County representatives have delivered their message to provincial representatives, including local MLAs Randy Delorey (Antigonish) and Lloyd Hines (Guysborough Eastern Shore Tracadie), along with Department of the Transportation and Infrastructure Renewal (DTIR) officials.    

Last fall, DTIR conducted traffic counts along the stretch.    

McCarron said the lack of progress has been “frustrating” not only for the travelling public, but also municipal officials, who are “fielding the calls,” when it comes to the intersection.    

“They have the information and it seems like it is sitting somewhere,” he added of the traffic counts collected by the provincial department.    

McCarron noted the municipality plans to contact Hines, once again, regarding the issue.    

“To see if he can, sort of, move the needle on this a little bit, because we are not having much luck in Halifax, right now,” he said.    

McCarron added “it has been months,” since the municipality has received any information.    

“We had a meeting about a month ago, locally, and we have asked for more information, but we just aren’t getting anything,” he added.    
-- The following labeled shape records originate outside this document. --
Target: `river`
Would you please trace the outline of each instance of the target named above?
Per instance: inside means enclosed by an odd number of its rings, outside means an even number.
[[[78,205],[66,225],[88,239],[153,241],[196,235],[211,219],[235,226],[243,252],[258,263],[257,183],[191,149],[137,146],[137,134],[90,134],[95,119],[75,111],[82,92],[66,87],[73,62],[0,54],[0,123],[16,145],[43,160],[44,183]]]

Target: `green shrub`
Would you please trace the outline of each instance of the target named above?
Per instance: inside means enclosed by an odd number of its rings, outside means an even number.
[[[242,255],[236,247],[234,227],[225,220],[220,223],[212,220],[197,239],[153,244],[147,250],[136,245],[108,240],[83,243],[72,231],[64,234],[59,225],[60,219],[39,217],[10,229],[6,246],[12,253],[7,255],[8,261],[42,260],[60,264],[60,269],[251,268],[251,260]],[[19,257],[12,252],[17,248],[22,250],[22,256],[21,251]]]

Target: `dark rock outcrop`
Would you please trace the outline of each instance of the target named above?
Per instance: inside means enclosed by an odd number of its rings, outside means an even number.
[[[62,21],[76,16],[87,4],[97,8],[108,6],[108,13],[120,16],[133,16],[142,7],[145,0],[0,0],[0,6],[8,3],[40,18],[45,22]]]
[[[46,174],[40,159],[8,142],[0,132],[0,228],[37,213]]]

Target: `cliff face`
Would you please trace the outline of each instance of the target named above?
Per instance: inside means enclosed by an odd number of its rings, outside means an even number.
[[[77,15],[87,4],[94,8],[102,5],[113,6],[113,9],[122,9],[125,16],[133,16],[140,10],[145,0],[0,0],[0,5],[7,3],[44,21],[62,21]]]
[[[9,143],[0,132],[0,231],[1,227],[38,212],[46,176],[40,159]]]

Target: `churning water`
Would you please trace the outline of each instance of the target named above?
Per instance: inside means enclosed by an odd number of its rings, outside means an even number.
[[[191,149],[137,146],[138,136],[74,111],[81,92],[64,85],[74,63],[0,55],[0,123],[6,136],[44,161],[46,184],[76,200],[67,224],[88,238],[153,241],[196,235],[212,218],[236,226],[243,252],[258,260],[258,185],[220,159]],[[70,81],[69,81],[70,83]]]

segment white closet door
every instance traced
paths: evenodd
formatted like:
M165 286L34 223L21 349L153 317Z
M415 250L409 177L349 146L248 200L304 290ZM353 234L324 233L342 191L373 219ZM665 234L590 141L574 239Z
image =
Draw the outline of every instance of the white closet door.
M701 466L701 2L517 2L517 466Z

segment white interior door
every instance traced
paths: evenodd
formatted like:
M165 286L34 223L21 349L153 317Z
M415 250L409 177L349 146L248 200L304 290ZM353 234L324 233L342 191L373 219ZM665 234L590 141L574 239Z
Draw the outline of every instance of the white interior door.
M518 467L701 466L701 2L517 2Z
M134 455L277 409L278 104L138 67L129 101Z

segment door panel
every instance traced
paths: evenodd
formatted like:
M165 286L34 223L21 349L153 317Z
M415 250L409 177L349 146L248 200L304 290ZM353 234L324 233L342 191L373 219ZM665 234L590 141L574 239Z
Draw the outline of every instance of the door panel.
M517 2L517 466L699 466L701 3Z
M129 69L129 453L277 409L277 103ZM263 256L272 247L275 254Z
When it comes to what needs to be done at the intersection to help make it safer, McCarron said, “Obviously, I defer to the experts on figuring out what’s the best means of moving traffic  efficiently.”    

“The flavour, of course, around a lot of areas now is roundabouts. It might be an area that will slow traffic down. Whatever the mechanism is, we would be happy just to make that a safer interchange,” he added.    

McCarron agreed the status quo is not the answer.

“It continues to be a bad spot and they need to do something about it,” he said.